Communicating is Hard Work
It is difficult to understand feminism when everything we know is based on assumptions that feminism claims are false. This is the same difficulty that people have understanding Black Lives Matter, if they don’t see that systemic racism is a thing. And for me, trying to communicate to others my sexuality that does not fit into a tidy little box, it is difficult to find words that don’t carry baggage that would interfere with the meaning I intend.
So what do you do when someone does not see the inequality that you are asking them to change? What do you do when someone does not understand where you are coming from, because they have no way of seeing it from their viewpoint? The words we use are insufficient and problematic. But we must still use them. We must have words, otherwise we have no way of communicating at all. But we must use our words carefully, and we must define them in case someone might have a different definition.

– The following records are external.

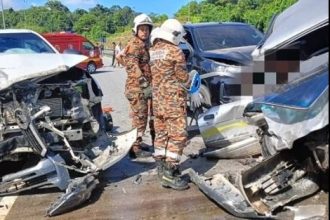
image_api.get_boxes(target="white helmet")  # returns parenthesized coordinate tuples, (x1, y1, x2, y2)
(150, 27, 160, 45)
(133, 13, 153, 34)
(152, 19, 186, 45)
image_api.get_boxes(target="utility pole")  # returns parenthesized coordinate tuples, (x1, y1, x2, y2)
(1, 0, 5, 29)
(188, 0, 190, 23)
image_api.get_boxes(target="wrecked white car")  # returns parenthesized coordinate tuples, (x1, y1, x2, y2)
(0, 30, 136, 216)
(197, 0, 329, 158)
(190, 0, 328, 218)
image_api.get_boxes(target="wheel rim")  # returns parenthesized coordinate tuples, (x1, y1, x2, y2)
(87, 63, 96, 73)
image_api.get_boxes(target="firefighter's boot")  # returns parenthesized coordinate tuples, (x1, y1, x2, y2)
(155, 159, 165, 180)
(160, 162, 189, 190)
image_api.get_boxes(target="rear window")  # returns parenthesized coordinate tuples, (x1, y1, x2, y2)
(194, 24, 263, 51)
(82, 41, 94, 51)
(0, 33, 56, 54)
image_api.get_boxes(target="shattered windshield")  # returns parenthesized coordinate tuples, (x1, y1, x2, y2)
(194, 25, 263, 51)
(0, 33, 56, 54)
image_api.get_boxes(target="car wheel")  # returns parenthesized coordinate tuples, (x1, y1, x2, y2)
(87, 62, 97, 74)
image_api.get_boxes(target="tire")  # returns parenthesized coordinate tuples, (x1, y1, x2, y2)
(87, 62, 97, 74)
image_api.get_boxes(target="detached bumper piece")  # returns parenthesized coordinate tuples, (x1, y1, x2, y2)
(239, 151, 320, 216)
(46, 129, 137, 216)
(189, 149, 321, 218)
(47, 174, 99, 216)
(188, 169, 262, 218)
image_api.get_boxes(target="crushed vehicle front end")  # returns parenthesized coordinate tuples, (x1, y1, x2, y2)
(240, 64, 328, 216)
(181, 23, 265, 157)
(190, 63, 329, 219)
(0, 53, 136, 216)
(190, 0, 329, 218)
(182, 22, 264, 108)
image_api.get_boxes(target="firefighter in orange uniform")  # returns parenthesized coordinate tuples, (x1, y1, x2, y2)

Sarah Ahmed, for her part, works hard to “find ways not to reproduce [the patriarchy’s] grammar.” She considers her words carefully enough that she does not contribute to the problem she is attempting to expose. I often try to do the same thing, for example not using he or she in a way that would exclude people who are neither. But, as she pointed out, patriarchy goes all the way down. It is impossible to escape, at least not all at once.
But we have to try. We can’t give up, we have to find ways to work within the system to dismantle the system, because that’s where we are. When talking about sex, if we can find ways to do so without contributing to the shame, silence, and oppression that is so common to the conversation, that will at least allow us to start thinking about how to get rid of those barriers that still remain.
I know it’s hard. I am in the process of defining my career around sex communication, and yet it is still challenging for me to do it. Even I am not unaffected by the shame, by the pressure to stay silent, that I talk about. But I believe that any pressure in the right direction will ultimately contribute to our collective motion to start rooting out those things that stand in our way.
I say that sex is a dirty word, a taboo, something that just isn’t talked about. If we want to change that, we can start by speaking as if sex is natural and healthy, it is everywhere, and we don’t shy away from it when it is uncomfortable. Speaking about a thing won’t change it overnight, but it will create the conditions in which change is possible.
So, yeah. Keep talking. And thanks for listening.